Your Guide to the Nevada Midterms

“If you are bored and disgusted by politics and don’t bother to vote, you are in effect voting of the entrenched establishments of the two major parties...In reality, there is no such thing as not voting: you either vote by voting, or you vote by staying home and tacitly doubling the value of some diehard’s vote.” -David Orster Wallace

It’s everybody’s favorite season: the one where someone asks if you’re registered to vote at least three times a day, and every other TV commercial is one candidate bashing the other. It’s the midterms, which means that Nevadans have the opportunity to change the leadership both in our state government and in the U.S. Congress.

According to a study by the Pew Research Center, the U.S.’s voter turnout rate falls behind that of the other members of the Organization for Economic Cooperation and Development, most of which are developed and democratic. Combine that with the fact that the voter turnout for midterm elections is even lower than that of presidential election years, and you’re looking at very little civic engagement.

Voting as a college student is important. Making voting a priority at a young age solidifies it as a positive habit that you will be more likely to engage in as you get older. College-aged and young Americans make up a huge part of the electorate, but they have some of the lowest voter turnout rates. Their participation has the power to influence election results, especially in a way that could prove favorable to their age group. This means lower college tuition and loan interest rates, LGBTQ+ rights, decreasing the cost of living, and many other policy issues.

Voting can be difficult. You want to make the right choices, but researching each candidate means sifting through the smear campaigns by the opposition and the sugar coating done by the supporters. The following is a list of the races of Nevada, including the candidates and their parties.

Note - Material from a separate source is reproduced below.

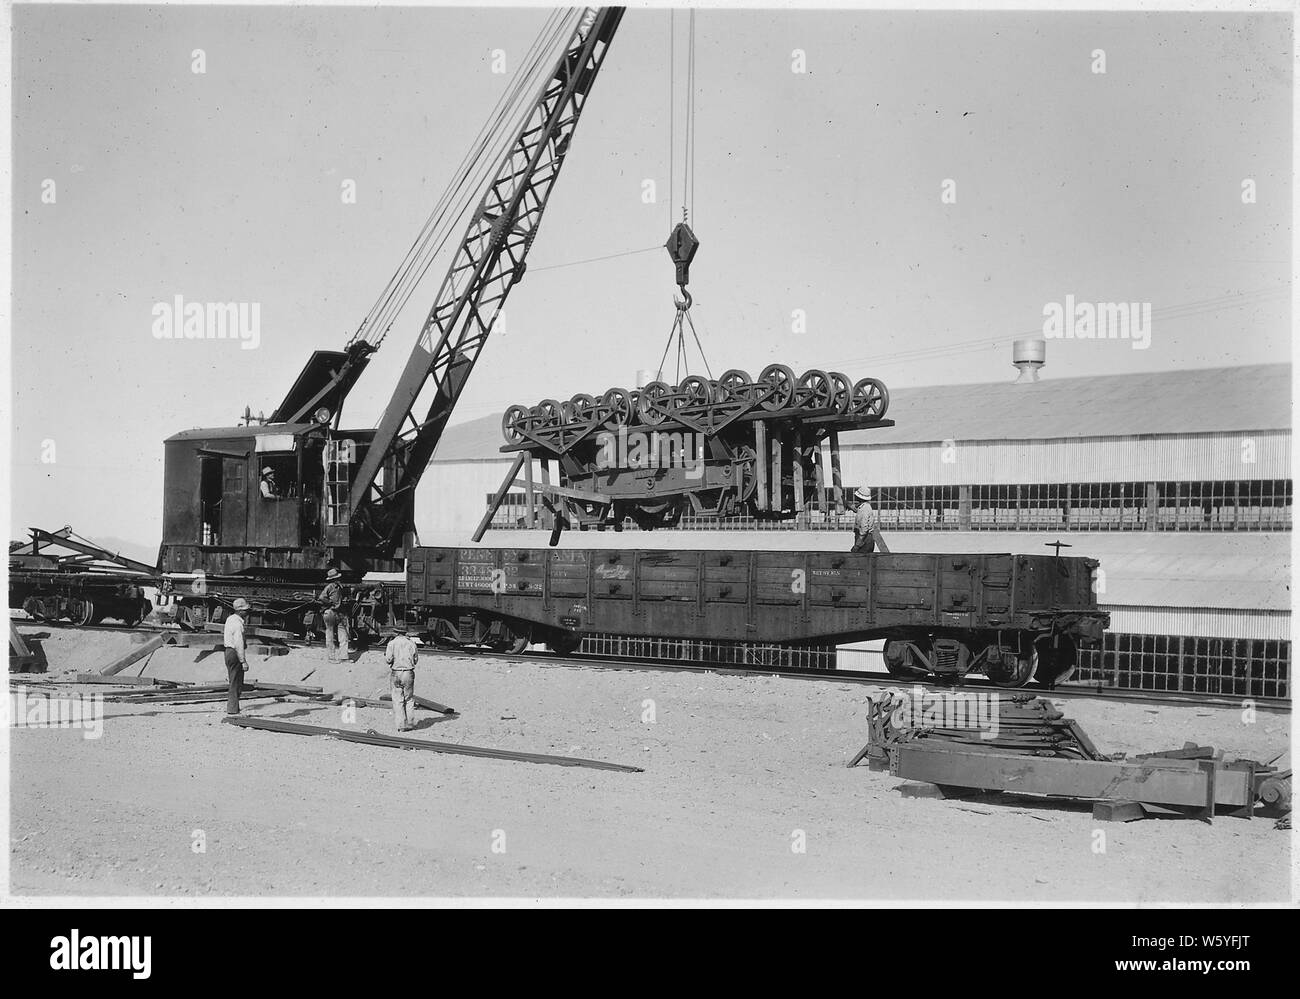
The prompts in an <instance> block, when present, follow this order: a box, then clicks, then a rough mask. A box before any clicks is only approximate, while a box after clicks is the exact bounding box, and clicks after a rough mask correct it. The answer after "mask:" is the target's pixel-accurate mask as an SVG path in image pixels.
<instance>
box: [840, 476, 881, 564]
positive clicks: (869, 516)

At the end of end of list, there are a few resources that can help you get more information on the following candidates.

Races not covered include state executive offices (treasurer, controller, State Board of Regents), State Senate (11 seats up for election, out of 21), State Assembly (all 42 seats up for election), local judges, school boards, and municipal races.

U.S. Senate (Class 1 seat):

Dean Heller is the Republican candidate and current  incumbent for this seat. Jacky Rosen is the Democratic candidate challenging Heller.

Governor:

Perhaps one of the most visible seats, the governor’s race pits Democratic candidate  Steve Sisolak against Republican candidate Adam Laxalt.

Lieutenant Governor:

Kate Marshall, the Democratic candidate, is running against Michael Roberson, the  Republican candidate, for  this seat.

Attorney General:

Democrat Aaron Ford and  Republican Wesley Duncan  are running for this seat.

Secretary of State:

Democratic candidate Nelson Araujo is challenging the incumbent, Republican  candidate Ernest Aldridge,  for this seat.

U.S. House District 1:

Dina Titus, the Democratic  candidate, is the current  incumbent for this seat. Her challenger is Joyce Bentley, the Republican candidate.

U.S. House District 2:

Mark Amodei, the Republican candidate, is the current  incumbent for this seat.  Clint Koble, his challenger,  is the Democratic candidate.

U.S. House District 3:

Susie Lee, a Democrat, is  running against  Danny Tarkanian,  a Republican, for this seat.

U.S. House District 4:

Both Steven Horsford, the Democratic candidate, and Cresent Hardy, the Republican candidate, have held this  position in the past and are now both running for the seat.

Supreme Court:

Running for Seat C is Elissa Cadish and Jerry Tao. Abbi Silver is running unopposed for Nevada Supreme Court F. Lidia Stiglich the incumbent for Seat G, is challenged by  Mathew Harter.

RESOURCES

Ballotpedia was used for most of the research for the races covered in the article. It is a site that covers most of the races in your state and provides stats from the primaries and information about each of the candidates, including a link to their campaign websites. It also has information about the ballot measures.

OpenSecrets.org has information about the money involved with the Congressional seats, including where the money comes from and where it goes.

FactCheck.org is also focused more on U.S. politics as a whole, but they check the accuracy of what politicians say in ads, interviews, press releases, and more.

Vote411.org has information not only about candidates and ballot information, but also election dates, information on polling places, and more.